Migurski and I have been working up a new architecture for OpenAddresses, specifically the python code that runs source jobs. Currently everything runs as a big batch job every two days. The primary goal is to get a system that can run a new submitted source instantly, ideally with useful feedback to the submitter.
Mike’s insight was to build a system a little like Travis; something that looks at GitHub commits with a hook, runs a new job every time something is committed, and posts back info via the GitHub status API. GitHub is nice because it provides a file store and change tracking. Ultimately we don’t want to require a GitHub login to submit sources, and we probably want a custom UI, but that can come later.
Here’s the components we’re talking about building:
- A GitHub webhook that submits info to our new job server when stuff is checked in.
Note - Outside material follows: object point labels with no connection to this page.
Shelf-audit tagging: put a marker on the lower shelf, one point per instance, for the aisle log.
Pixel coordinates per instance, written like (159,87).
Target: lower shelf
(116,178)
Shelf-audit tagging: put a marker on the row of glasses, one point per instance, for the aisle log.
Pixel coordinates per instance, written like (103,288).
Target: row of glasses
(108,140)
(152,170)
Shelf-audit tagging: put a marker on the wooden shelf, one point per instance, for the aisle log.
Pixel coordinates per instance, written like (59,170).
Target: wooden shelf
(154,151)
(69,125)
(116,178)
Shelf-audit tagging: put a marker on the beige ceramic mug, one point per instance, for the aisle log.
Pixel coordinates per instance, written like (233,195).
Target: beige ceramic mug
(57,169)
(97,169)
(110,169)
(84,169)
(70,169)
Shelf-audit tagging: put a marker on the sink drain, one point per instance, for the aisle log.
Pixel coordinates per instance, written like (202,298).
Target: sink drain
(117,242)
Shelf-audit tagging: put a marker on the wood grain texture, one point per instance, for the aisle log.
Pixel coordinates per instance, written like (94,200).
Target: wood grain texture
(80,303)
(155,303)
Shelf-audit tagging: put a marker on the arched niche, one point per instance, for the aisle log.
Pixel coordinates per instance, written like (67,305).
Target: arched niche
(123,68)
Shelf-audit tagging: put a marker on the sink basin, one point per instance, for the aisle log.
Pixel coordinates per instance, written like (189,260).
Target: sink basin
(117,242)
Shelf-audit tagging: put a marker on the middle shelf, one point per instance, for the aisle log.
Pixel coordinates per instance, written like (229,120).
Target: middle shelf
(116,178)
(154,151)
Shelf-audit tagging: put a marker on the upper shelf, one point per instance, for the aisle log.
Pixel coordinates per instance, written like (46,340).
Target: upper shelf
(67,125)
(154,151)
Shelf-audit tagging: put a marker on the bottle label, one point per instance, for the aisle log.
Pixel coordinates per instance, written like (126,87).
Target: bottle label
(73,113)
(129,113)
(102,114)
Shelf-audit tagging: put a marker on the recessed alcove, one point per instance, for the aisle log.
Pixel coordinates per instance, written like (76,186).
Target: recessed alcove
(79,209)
- A new job server that accepts HTTP posts of GitHub events. Mike’s got one working in Flask running on Heroku.
- A job queue. New jobs get enqueued by the new job server, then some worker daemon process checks for jobs to run and executes them. Can be a very simple queue, but needs to support job priorities (interactive vs. batch). Right now I’m thinking of writing my own using Postgres running in Amazon RDS, but there’s got to be something I can just use that’s not super overkill. (Update: pq looks good.)
- Workers to run jobs. Something to look for new jobs and execute them. Current thought is a persistent Unix server running on EC2. Installs openaddr and its dependencies via pip, then runs jobs via openaddr-process-one, then posts results back to the job queue result queue.
- Job completion notifications back to GitHub using the GitHub status API. Mike has been tinkering with code to do this already.
- A batch-mode refresher. Something to run sources periodically even if no one’s edited the source specification in awhile. Mostly to catch new data on the remote server.
Here’s some open things to design.
- Job status reporting with humane UI. Currently we get very little info back from when a job is run. A few bits of status (did it complete, how long it took), a debug log from the process, and any actual output files. We need more. In particular I think the stuff you currently learn from the debug log needs to be expanded to useful user-level event data. Ie, events like “source JSON parsed”, “source data downloaded”, etc.
- Security. A bit nervous running completely unreviewed source specs from anonymous people. Isolating the worker in a throwaway machine might help. Or doing some sanitization on inputs.
- Statistics reporting. I have a dashboard that works OK for the existing nightly batch mode, but we’ll want something different for this continuous mode thing.
See also OpenAddresses Mark 3, a proposal I sketched in January. What we’re doing here is similar but without the component of breaking any individual source run up into separate tasks.